French Exorcist Priest Raped and Tortured Teachers at Excommunicated Catholic Order
French police have arrested a fundamentalist priest who allegedly raped and tortured three women during exorcism rituals.
The 40-year-old allegedly abused the women in 2010, when he was head of the private religious school Notre-Dame-de-la Sablonniere in Goussonville, a village of 600 people 50km west of Paris.
His victims were teachers at the institute run by the Society of St. Pius X, a Catholic order blackballed by the Vatican.
The priest, who has not been named, used the spiritual influence he had on the women to abuse them, Le Parisien newspaper reported.
One of the victims, a mother, had reportedly came to him for advice on a previous sexual abuse she had suffered.
The priest performed a so-called exorcism on her repeating the abuse to "purge evil with evil", the newspaper said.

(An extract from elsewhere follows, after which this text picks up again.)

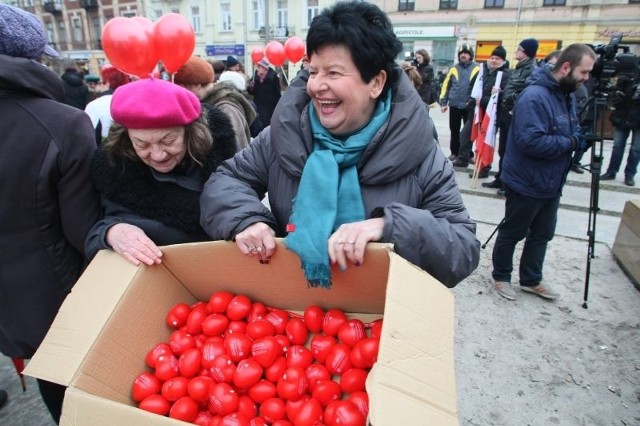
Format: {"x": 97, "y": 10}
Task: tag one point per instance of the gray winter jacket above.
{"x": 403, "y": 173}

The woman was said to have been so traumatised that she could not describe the events to police.
The priest used the same perverse technique to manipulate two other women into believing they had been the victims of sexual abuses and thus needed to be exorcised.
Questioned by police, the man downplayed the accusations claiming that the women agreed to the exorcism and that sexual acts were only simulated.

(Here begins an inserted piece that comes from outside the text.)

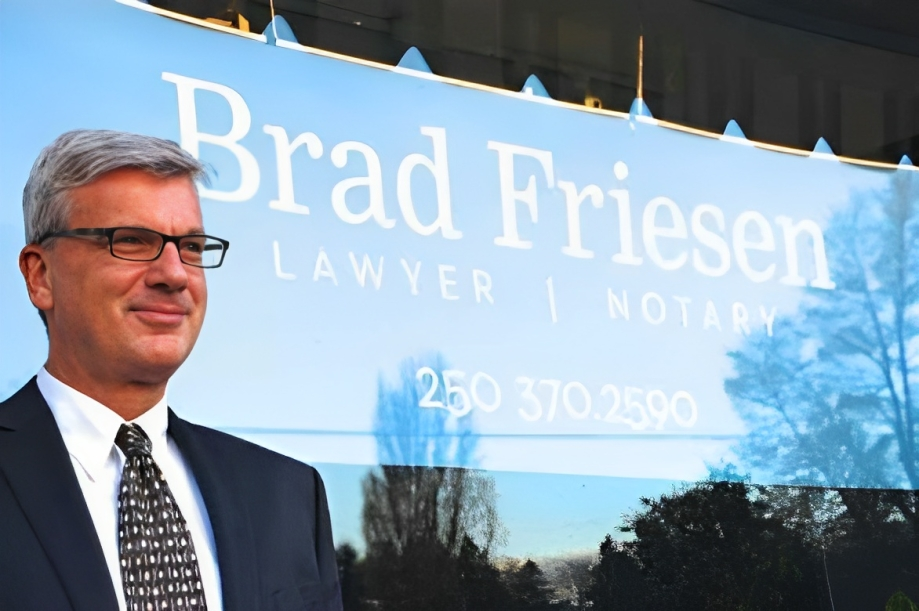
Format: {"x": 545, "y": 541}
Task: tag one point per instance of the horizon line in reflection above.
{"x": 655, "y": 436}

The alleged crimes came to light as two of the victims found the strength to lodge a complaint with police in 2013.
Prosecutors in Versailles charged the clergyman with acts of cruelty, torture and rape.
Le Parisien reported that the man had already been tried by his religious order in a canon trial and sentenced to two years in a monastery.
Founded by French archbishop Marcel Lefebvre in 1970, the Society of St. Pius X has no canonical status, meaning ministries exorcised by its ministers are not considered legitimate by the Vatican.
The order, which opposes reforms of the church made at the Second Vatican Council, fell out with the Holy See when it ordained four bishops without the Pope's consent in 1988.
The four were excommunicated immediately but eventually pardoned in 2009. Among them was Richard Williamson, who denies the Holocaust and the existence of Nazi death camps and gas chambers.
The Society sparked controversy last 2013 when it agreed to celebrate funerals for Nazi war criminal Erich Priebke who died unrepentant aged 100 in Rome.